Pour nous, cela montre deux points. Premièrement, l’étiquette d’écologiste braque encore les gens. Deuxièmement, il est possible de parler changement climatique à n’importe qui, mais il faut s’adapter à la réalité de chacun. Certains, par exemple, seront plus à même de parler climat si on le lie aux problématiques de pouvoir d’achat.
Pour mieux cerner ces motivations, vous avez distingué six « familles » au sein de la population française. Quelles sont-elles ?
L. de N. : D’abord, il y a les « militants désabusés ». Des profils plutôt jeunes et très ancrés à gauche, engagés sur les questions climatiques, mais marqués par une forme de pessimisme, conscients que leur vision du monde et de l’action est minoritaire dans la société. Ensuite, les « stabilisateurs », des modérés assez engagés au niveau local et très sensibles à la cohésion de la société, ou encore les « libéraux optimistes », des citoyens ayant pour boussole l’économie, le travail et la réussite individuelle. Résumé grossièrement, ça peut aller du chauffeur Uber au tradeur.
Et les trois autres ?
L. de N. : Il y a également les « attentistes », plutôt désengagés et davantage centrés sur le cocon familial que sur le collectif, et les « identitaires », qui cette fois sont portés par une vision pessimiste et décliniste de la société française, défiants vis-à-vis de l’immigration et des élites. Pour reprendre leurs termes : « L’ennemi du dehors et l’ennemi du dedans. » Enfin, il y a les « laissés-pour-compte », majoritaires dans la société française. Un groupe en colère qui se sent abandonné, exclu du système, victime d’incompréhension, voire de mépris.

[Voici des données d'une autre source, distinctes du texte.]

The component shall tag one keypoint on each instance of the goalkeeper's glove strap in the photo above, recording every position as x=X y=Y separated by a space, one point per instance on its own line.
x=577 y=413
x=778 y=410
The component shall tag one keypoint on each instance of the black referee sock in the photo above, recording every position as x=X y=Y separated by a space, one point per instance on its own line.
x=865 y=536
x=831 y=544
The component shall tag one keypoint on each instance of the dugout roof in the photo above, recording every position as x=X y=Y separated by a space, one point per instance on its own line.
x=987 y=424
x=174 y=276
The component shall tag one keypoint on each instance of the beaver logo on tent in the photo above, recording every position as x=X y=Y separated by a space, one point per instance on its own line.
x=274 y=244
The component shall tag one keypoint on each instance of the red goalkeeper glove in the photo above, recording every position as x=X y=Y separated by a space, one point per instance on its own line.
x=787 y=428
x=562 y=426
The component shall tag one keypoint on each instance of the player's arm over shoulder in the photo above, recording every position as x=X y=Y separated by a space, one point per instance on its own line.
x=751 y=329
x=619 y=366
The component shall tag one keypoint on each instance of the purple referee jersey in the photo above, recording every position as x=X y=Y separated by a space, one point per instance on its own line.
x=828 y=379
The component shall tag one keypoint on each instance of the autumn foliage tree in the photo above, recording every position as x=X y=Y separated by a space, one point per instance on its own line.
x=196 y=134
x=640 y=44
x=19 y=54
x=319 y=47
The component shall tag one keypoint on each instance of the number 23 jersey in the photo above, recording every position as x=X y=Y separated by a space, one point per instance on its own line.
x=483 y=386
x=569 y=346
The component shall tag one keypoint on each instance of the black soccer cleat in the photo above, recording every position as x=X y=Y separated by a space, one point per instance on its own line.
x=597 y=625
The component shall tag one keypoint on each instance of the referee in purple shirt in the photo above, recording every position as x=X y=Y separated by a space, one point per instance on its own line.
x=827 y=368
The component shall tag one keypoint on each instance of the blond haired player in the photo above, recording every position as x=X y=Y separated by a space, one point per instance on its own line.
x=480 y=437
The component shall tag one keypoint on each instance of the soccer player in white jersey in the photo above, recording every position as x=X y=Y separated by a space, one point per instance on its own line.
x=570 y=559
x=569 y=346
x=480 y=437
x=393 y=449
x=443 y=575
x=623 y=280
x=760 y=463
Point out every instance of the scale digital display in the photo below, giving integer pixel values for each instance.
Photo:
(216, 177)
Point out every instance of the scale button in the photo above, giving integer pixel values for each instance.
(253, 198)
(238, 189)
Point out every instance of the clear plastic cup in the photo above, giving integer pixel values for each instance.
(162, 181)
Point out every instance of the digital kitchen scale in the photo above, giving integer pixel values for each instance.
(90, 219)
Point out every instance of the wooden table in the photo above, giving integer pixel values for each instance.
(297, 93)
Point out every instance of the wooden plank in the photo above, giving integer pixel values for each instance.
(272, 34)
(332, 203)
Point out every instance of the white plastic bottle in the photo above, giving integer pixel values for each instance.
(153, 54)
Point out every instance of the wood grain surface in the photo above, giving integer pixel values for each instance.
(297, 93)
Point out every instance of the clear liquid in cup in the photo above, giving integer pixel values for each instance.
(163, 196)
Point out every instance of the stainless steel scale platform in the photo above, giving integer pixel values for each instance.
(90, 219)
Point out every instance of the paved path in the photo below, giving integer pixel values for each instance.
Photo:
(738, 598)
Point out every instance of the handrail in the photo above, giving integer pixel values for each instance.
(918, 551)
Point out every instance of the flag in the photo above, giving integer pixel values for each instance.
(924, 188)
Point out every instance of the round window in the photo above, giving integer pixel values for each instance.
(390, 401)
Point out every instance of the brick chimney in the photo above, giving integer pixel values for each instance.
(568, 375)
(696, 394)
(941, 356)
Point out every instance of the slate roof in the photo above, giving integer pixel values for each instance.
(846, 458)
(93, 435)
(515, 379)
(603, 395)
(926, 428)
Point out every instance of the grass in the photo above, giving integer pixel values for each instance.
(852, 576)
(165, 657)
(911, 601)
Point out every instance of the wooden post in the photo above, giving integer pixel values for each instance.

Je précise toutefois que ces six familles ne sont pas des groupes sanguins ! Mais des catégories types, qui ont avant tout valeur d’indicateur. Nous veillons d’ailleurs à mettre à jour ces profils régulièrement, afin qu’ils restent cohérents avec les évolutions de la société.
Justement, quelle est la base méthodologique de votre enquête ?
L. de N. : Nous voulions nous émanciper des grilles de lecture traditionnelles des sondages et ne pas seulement prendre en compte l’âge ou les revenus des sondés. L’étude se fonde ainsi sur une méthode élaborée par Destin commun en 2019. Plusieurs dizaines d’indicateurs inspirés de la psychologie sociale sont utilisées, tout comme la théorie des fondements moraux de Jonathan Haidt. Concrètement, cela consiste à intégrer dans nos travaux des questions aussi diverses que le rapport à l’autorité, au pessimisme, à l’optimisme, la perception de la menace, etc.
Entre « militants désabusés » et « identitaires », tout un système de valeurs s’oppose. Pensez-vous vraiment qu’un récit commun puisse réconcilier ces six familles ?
L. de N. : Nous restons pragmatiques. Penser que tout le monde peut être d’accord est effectivement illusoire. Mais au-delà des points de division, nous cherchons à discerner les préoccupations communes de ces groupes. Car en l’occurrence, ces six familles se sentent concernées par la crise environnementale, il y a donc des possibilités de consensus. Sur le problème des passoires thermiques, par exemple ; ou des publicités lumineuses la nuit.
La polarisation sur l’environnement serait donc moins forte qu’il n’y paraît ?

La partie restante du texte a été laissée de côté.